Last post for tradition?

The head of Salford University's School of Computing, Science and Engineering research interests range from traffic routing algorithms to firewall security. But could Nigel Linge's latest study uncover a worrying threat to the British way of life?

He fears that the Christmas card could be in danger of extinction and is carrying out a survey to ask whether "e-cards" are killing off the traditional yuletide greeting.

Professor Linge said: "I want to know whether e-cards are going to change the face of Christmas or simply fizzle out."

What's not to like?

It was an emotional sendoff last week for Paul Mackney, the former general secretary of lecturers' union Natfhe, now part of the University and College Union.
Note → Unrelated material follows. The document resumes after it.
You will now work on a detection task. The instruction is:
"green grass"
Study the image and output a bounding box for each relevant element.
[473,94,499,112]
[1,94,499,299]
It is widely accepted that he would now be leading the UCU were it not for a serious heart condition that prevented him from standing as head of the merged new union, so it was a particularly sad event to mark his departure.

But, as usual when it comes to Mr Mackney, the event was not without its humour. A This Is Your Life-style presentation recalled the tale of how he famously uncovered a husband-and-wife college management team running a pub while claiming sick pay - by trawling the pubs of Wales during a weekend trip.

But he was paid perhaps the ultimate accolade for a trade unionist by one colleague, who noted: "Unlike many union officials, he actually likes the members."